Posted by sweety <sw...@yahoo.com>.
It is working now,i just restarted computer.
But i dont still get the reason for the error.
Thank you though,for your efforts.



--
View this message in context: http://lucene.472066.n3.nabble.com/indexing-docx-using-solrj-tp4107737p4107755.html
Sent from the Solr - User mailing list archive at Nabble.com.

Re: indexing .docx using solrj

Posted by Ahmet Arslan <io...@yahoo.com>.
It looks like class path jars are mixed. Make clean fresh installation from scratch is recommended. 



On Saturday, December 21, 2013 11:52 PM, sweety <sw...@yahoo.com> wrote:
yes,i copied all jars from contrib/extraction to solr/lib.
It is not getting the poi jar now, as mentioned in above post of mine, new
error it shows now.



--
View this message in context: http://lucene.472066.n3.nabble.com/indexing-docx-using-solrj-tp4107737p4107758.html

Sent from the Solr - User mailing list archive at Nabble.com.

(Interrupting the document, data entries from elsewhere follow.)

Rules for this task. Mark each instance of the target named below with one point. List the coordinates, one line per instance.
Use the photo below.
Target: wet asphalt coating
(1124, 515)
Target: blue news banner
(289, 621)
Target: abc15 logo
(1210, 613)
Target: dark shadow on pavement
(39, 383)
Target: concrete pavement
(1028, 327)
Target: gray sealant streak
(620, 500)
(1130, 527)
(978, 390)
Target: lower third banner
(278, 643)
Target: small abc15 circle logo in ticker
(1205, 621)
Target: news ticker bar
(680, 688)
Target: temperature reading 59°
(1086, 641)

Re: indexing .docx using solrj

Posted by sweety <sw...@yahoo.com>.
yes,i copied all jars from contrib/extraction to solr/lib.
It is not getting the poi jar now, as mentioned in above post of mine, new
error it shows now.



--
View this message in context: http://lucene.472066.n3.nabble.com/indexing-docx-using-solrj-tp4107737p4107758.html
Sent from the Solr - User mailing list archive at Nabble.com.

Re: indexing .docx using solrj

Posted by Ahmet Arslan <io...@yahoo.com>.
Hi,

Did you add jar files under contrib/extraction/lib too?

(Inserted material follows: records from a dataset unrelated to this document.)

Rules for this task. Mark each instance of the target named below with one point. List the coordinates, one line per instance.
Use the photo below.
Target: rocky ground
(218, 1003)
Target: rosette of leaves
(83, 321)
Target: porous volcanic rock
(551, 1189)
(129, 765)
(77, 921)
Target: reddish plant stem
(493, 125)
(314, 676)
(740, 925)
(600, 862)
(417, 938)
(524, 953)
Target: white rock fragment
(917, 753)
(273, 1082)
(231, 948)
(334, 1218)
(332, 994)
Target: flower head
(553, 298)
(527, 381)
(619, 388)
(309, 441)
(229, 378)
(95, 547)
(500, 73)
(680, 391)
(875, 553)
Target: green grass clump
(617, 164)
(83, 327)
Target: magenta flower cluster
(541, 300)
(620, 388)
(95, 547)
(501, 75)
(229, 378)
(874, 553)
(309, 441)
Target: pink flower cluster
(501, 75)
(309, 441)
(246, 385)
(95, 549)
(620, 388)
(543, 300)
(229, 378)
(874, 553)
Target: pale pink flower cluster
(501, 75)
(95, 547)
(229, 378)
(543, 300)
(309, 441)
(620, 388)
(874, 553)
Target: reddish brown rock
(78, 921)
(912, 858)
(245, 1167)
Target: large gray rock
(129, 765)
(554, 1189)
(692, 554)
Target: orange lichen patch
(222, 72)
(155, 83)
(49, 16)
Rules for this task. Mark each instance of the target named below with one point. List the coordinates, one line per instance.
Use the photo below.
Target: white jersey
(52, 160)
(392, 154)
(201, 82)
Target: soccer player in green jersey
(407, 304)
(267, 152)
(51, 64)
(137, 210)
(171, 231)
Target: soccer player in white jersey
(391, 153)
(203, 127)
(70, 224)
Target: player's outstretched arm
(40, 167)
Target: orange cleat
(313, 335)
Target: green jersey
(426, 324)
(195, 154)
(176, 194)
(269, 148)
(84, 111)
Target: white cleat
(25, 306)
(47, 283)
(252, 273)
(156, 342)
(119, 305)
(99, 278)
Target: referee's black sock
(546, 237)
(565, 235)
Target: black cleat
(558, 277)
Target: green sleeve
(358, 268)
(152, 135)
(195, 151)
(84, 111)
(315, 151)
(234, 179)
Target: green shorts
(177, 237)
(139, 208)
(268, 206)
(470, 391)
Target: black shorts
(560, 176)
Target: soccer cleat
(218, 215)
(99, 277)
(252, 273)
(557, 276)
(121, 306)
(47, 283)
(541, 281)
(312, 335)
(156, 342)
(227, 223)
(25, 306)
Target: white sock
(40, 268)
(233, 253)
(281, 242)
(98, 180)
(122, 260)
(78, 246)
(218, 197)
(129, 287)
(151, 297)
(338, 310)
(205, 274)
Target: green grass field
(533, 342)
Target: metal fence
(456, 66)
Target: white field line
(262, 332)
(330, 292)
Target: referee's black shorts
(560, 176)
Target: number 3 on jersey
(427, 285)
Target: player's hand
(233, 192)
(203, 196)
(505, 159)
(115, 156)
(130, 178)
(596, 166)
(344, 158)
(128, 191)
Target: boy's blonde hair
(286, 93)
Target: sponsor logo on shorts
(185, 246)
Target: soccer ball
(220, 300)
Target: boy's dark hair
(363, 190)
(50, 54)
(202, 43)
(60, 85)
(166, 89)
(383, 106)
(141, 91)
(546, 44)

Since you are already using solrJ consider using http://searchhub.org/2012/02/14/indexing-with-solrj/




On Saturday, December 21, 2013 11:29 PM, sweety <sw...@yahoo.com> wrote:
solr: 4.2
tomcat: 7.0
jdk1.7.0.45

i have created solr home in c:\solr as in java options: 
-Dsolr.solr.home=C:\solr

c:solr/lib contains:

tika jars, actually i pasted all the jars from the solr 4.2 dist,contrib
folders in c:solr/lib

tomcat/lib contains:
all the jars when installed.




--
View this message in context: http://lucene.472066.n3.nabble.com/indexing-docx-using-solrj-tp4107737p4107752.html

Sent from the Solr - User mailing list archive at Nabble.com.


Re: indexing .docx using solrj

Posted by sweety <sw...@yahoo.com>.
solr: 4.2
tomcat: 7.0
jdk1.7.0.45

i have created solr home in c:\solr as in java options: 
-Dsolr.solr.home=C:\solr

c:solr/lib contains:

tika jars, actually i pasted all the jars from the solr 4.2 dist,contrib
folders in c:solr/lib

tomcat/lib contains:
all the jars when installed.




--
View this message in context: http://lucene.472066.n3.nabble.com/indexing-docx-using-solrj-tp4107737p4107752.html
Sent from the Solr - User mailing list archive at Nabble.com.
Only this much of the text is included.